Equipping young people with technological and entrepreneurial skills to solve local community problems is the mandate of one particular makerspace in the Northern region of Ghana.
Noni Hub, located in Wa, is a budding innovation that aims to foster innovation, creativity, and making scalable technological solutions. Mustapha Dauda, an African Maker and Engineer in electronics and robotics, leads the maker space’s activities. Welcoming individuals enthusiastic about bringing their ideas to life, the activities of the makerspace include a three-week training program encompassing sessions on design, ideation, prototyping, and constructing. Participants are taught the design thinking process to develop functional solutions and trained on relevant maker techniques such as 3D modelling and woodwork to prototype their solutions. Check the Interview with Mustapha Dauda below:
For Mustapha, seeing people embrace the maker movement and bring new ideas is exciting. Recounting an experience where one participant in the program wanted to set up a bee farm but could not afford to buy a beehive, he shares how “we started by thinking how the participant wanted the beehive to look like, and came up with an idea together in the class before modelling it by first sketching and then creating a 3D design. We got our tools and wood and carved out everything. Finally, we got our beehive made!”
In a bid to introduce technology and hardware-making to young people, Noni Hub also hosts workshops in different spaces, including technical universities and middle schools, and provides creative maker kits for children and youth on robotics, electronics, and basic hardware.
Noni Hub strongly emphasises diversity and inclusivity in its youth education activities. Mustapha explains that the makerspace aims to be a platform for people of different backgrounds to come together and learn through making.
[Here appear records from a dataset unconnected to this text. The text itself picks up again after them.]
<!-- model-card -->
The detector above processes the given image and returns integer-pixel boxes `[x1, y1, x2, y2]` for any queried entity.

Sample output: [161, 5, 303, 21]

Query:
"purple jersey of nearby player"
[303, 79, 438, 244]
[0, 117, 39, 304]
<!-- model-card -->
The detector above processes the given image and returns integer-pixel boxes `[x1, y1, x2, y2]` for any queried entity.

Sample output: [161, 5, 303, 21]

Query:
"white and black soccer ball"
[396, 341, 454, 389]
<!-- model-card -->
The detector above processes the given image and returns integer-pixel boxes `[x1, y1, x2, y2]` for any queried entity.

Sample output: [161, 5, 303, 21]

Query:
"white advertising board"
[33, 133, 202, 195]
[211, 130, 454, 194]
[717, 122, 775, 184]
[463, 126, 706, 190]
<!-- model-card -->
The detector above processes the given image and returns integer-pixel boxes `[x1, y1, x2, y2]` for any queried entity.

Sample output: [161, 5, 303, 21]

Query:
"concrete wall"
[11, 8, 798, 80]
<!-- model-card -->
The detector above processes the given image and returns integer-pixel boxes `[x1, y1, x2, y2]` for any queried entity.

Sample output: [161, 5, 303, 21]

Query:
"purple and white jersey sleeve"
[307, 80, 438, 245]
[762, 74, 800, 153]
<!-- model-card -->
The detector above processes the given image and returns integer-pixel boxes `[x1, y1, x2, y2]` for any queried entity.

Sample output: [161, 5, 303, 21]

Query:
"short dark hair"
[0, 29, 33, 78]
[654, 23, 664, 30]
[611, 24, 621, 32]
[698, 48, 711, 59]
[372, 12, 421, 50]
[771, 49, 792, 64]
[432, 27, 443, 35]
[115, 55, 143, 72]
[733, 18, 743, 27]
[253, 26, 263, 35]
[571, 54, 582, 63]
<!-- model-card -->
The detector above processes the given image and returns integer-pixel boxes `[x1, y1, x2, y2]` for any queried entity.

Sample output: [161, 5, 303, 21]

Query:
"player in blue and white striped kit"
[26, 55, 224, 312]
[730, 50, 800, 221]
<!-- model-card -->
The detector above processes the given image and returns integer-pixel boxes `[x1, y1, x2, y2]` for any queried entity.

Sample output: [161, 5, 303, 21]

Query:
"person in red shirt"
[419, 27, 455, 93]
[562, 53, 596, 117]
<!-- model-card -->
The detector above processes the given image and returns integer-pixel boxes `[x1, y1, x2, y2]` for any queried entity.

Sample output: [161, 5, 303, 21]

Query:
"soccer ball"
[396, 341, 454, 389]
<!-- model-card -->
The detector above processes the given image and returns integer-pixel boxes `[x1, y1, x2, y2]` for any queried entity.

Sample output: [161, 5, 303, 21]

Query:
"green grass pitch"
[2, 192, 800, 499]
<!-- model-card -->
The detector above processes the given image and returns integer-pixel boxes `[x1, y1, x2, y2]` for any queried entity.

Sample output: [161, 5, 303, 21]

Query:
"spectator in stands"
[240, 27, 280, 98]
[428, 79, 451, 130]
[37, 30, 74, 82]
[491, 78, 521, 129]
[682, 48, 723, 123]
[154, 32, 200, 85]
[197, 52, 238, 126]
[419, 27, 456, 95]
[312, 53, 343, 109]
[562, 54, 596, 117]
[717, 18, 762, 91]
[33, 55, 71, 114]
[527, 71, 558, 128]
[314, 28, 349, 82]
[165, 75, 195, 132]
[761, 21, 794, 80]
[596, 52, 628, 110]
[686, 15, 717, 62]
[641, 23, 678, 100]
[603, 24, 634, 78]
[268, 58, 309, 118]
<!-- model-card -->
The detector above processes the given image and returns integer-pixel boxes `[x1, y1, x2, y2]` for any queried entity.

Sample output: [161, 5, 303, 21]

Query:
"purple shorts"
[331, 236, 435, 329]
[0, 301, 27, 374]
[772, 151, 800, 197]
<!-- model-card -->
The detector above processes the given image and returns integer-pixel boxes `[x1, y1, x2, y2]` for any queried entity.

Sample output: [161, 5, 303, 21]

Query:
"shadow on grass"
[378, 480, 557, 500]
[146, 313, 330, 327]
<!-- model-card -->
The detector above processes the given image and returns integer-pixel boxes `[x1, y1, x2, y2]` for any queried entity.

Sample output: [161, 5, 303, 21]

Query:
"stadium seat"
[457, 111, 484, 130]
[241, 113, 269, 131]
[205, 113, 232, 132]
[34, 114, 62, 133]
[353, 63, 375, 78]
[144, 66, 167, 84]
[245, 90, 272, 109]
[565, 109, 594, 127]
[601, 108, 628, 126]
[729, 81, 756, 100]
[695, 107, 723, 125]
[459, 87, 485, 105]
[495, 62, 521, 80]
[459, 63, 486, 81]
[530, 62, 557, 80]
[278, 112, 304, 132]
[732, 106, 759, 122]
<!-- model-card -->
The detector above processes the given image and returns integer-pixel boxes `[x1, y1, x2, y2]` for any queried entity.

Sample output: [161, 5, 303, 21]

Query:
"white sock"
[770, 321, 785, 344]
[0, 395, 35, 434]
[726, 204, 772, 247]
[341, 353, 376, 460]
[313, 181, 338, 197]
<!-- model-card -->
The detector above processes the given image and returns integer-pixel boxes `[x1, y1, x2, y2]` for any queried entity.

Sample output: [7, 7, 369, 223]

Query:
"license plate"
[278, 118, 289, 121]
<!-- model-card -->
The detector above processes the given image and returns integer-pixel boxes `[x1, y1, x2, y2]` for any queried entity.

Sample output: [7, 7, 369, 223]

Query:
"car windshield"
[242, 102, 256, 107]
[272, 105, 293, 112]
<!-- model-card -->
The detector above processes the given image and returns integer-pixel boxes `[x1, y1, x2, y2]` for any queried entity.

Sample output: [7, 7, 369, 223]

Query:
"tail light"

The hub designs programs specifically for women to equip them with technological skills and also introduces youth to indigenous technologies and knowledge, such as soap making using traditional African methods. This approach helps young people to understand the evolution of technologies over the years and how critical technologies can transform lives within communities.
In its makerspace activities, Noni Hub encourages youths to approach local social challenges in a troubleshooting manner by creating prototypes, such as a solar mini bridge energy station and a lithium battery recycled from old laptops that provide energy for around 9 hours during the night. Mustapha says the makerspace identifies problems through workshops, field exercises, and discussions with stakeholders such as chiefs and administrators. “They also contribute greatly to finding solutions,” he shares.
For Mustapha, fostering the maker movement in Wa is also about promoting sustainable living. He finds it easier to talk to people about creating energy through solar power than persuading them to avoid deforestation. “This new discourse (green energy) can encourage people to be more mindful of the environment,” he adds.
As Noni Hub works towards materialising its vision and goals, it faces several issues and challenges. Mustapha shares that funding is a significant challenge since opening a makerspace is capital-intensive. Another challenge is transportation, as there are no public or mass transportation systems, only motorcycles. Due to the town’s remoteness and lack of public transit, hardware acquisition can be difficult and expensive due to high shipping costs. To combat these issues, Mustapha hopes to develop business models to raise money for its activities and form partnerships with other industries to create solutions for local needs. He is also hopeful about the potential of tools such as digital manufacturing and laser cutting for making.
Despite these challenges, Noni Hub has successfully brought together a community of over 300 hardware makers, demonstrating the growing maker community in Northern Ghana. It continues to engage makers worldwide to become partners in their makerspace activities.
For Mustapha, the most rewarding aspect of the makerspace is introducing the idea to students that open-source hardware can generate solutions to everyday problems. He is pleased to see the movement being embraced by youths in the community.